Immer mehr Mubarak-Unterstützer strömen auf die vom Militär gesperrte Straße am Nilufer, einige gehen auch direkt zu ihrem eigentlichen Ziel, dem Tahrir-Platz. Sie bauen sich vor den Absperrungen des Militärs auf und beschimpfen die Regierungsgegner, die mit Tüten voll Brot und Wasserkartons auf den Platz wollen, um ihre Freunde zu versorgen. Die jungen Soldaten sehen hilflos zu. Das Versprechen der Armeeführung, nicht gegen ägyptische Zivilisten vorzugehen, gilt für alle. Auf dem Platz geht es friedlich zu, wie die Tage zuvor. Noch immer harren hier Tausende aus, treffen Freunde, räumen auf, eine alte Frau hat Besen und Schaufel mitgebracht, um zu helfen. Die neueste Ausgabe der »Revolutionsnachrichten« wird verteilt, ein freiwilliges Ärzteteam bietet seine Hilfe an, immer wieder kommen Gruppen zusammen, um Parolen zu rufen.
Ghada Shabander ist nach acht Tagen Protesten zwar müde, entschuldigt sie sich, doch noch nie habe sie sich als Ägypterin so stolz gefühlt. Angesprochen auf die Mubarak-Unterstützer, die sich nur wenige Hundert Meter entfernt versammeln, meint sie, das sei ein gutes Zeichen für eine demokratische Entwicklung: »Einige sind für Mubarak, andere dagegen. Alle können ihre Meinung sagen«. Doch warum einige meinten, dass es Chaos gebe, wenn Mubarak zurücktrete, versteht sie nicht. Die Armee sei sehr stark und habe bewiesen, dass sie gegenüber dem Volk und gegenüber dem Land loyal sei, meint die Menschenrechtsaktivistin. Die Ägypter seien sehr wohl in der Lage, sich selber zu organisieren und auch sich selber zu schützen. Seit die Polizei am Freitag die Öffentlichkeit verlassen habe, hätten sie selber in ihren Vierteln mit ihren Nachbarn für Sicherheit gesorgt und eine eigene »Polizei des Volkes« gebildet. Sie sei sicher, dass bald Personen an die Öffentlichkeit treten würden, die auch einen politischen Wechsel in die Hand nehmen könnten.

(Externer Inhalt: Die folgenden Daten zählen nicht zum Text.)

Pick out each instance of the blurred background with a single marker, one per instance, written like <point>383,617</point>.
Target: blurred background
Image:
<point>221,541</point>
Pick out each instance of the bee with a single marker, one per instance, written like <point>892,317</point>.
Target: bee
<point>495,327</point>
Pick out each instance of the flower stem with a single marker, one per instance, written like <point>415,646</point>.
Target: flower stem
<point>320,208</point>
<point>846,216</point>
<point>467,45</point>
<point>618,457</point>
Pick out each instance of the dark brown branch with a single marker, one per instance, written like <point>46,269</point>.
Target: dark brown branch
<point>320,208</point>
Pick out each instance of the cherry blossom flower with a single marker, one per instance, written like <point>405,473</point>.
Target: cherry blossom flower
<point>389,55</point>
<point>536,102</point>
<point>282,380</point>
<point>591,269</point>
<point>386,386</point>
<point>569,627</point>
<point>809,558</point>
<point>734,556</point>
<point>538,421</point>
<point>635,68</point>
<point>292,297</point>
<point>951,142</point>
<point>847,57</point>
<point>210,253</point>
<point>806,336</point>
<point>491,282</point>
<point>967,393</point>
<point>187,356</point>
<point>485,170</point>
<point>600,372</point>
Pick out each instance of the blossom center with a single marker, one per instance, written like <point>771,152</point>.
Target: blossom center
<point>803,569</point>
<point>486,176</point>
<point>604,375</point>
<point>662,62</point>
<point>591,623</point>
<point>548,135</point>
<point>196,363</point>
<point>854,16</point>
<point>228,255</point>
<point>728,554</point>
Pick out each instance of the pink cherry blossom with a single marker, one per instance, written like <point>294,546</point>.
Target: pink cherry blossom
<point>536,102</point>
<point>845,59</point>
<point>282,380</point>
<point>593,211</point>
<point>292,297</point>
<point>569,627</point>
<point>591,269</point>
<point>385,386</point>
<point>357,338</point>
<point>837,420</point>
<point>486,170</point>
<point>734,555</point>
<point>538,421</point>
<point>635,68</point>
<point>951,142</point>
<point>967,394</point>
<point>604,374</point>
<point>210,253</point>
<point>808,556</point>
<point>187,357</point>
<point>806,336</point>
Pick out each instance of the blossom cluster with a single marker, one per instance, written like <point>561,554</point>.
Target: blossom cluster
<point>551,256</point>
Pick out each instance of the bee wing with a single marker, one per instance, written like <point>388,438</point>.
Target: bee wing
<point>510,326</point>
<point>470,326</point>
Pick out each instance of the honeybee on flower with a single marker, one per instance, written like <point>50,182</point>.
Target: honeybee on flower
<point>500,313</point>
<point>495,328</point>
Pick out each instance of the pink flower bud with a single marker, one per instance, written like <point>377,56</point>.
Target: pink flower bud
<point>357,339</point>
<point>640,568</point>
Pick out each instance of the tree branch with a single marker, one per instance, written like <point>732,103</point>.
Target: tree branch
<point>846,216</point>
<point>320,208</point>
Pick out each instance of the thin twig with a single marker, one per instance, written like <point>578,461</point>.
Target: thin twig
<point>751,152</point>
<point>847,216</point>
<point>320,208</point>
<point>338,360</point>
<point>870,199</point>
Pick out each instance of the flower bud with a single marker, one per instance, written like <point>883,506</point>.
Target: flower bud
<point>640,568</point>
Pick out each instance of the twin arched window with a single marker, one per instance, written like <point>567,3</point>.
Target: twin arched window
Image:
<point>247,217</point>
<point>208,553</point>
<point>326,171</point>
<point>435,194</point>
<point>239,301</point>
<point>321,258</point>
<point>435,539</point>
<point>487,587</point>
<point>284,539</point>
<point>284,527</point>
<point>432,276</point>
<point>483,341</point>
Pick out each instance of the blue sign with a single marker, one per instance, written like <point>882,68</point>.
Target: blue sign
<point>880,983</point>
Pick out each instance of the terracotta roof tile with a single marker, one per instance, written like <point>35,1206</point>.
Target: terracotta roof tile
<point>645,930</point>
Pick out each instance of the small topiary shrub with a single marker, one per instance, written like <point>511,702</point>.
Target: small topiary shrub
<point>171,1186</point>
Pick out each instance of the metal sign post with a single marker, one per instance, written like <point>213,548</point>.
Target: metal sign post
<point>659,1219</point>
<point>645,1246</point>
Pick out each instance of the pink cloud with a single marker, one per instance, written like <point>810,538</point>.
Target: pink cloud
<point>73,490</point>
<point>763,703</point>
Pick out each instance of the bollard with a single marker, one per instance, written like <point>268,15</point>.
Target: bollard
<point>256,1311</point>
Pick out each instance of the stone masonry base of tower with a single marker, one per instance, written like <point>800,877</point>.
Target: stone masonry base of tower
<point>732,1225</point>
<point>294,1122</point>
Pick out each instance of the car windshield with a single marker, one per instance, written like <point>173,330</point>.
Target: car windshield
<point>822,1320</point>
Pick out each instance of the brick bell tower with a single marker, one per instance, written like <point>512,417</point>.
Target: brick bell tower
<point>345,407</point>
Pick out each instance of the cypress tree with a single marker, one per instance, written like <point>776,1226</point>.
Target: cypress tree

Während des Gesprächs mit der Menschenrechtsaktivistin, die selber schon von Mubaraks Sicherheitskräften geschlagen und verhaftet wurde, ist es spät geworden. Auf den Straßen um den Tahrir-Platz werden die Massen der Unterstützer des Präsidenten immer dichter. Kurz nachdem wir uns verabschiedet haben, überrennen sie die Militärposten und verprügeln die Regierungsgegner auf dem Tahrir-Platz, die sich mit Steinen zur Wehr setzen. Reiterstaffeln zu Pferd und mit Kamelen jagen durch die Menschenmengen, kaum jemand zweifelt, dass die Truppen des Innenministeriums zurückgekehrt sind, in Zivil. Vom Dach des Nationalmuseums schleudern Männer Steine und andere Gegenstände auf die Regierungsgegner, Tränengaskartuschen explodieren, von denen niemand weiß, wer sie in dem Durcheinander geworfen hat. Das Militär gibt Warnschüsse ab, Verletzte werden davongetragen. Kairo driftet ins Chaos.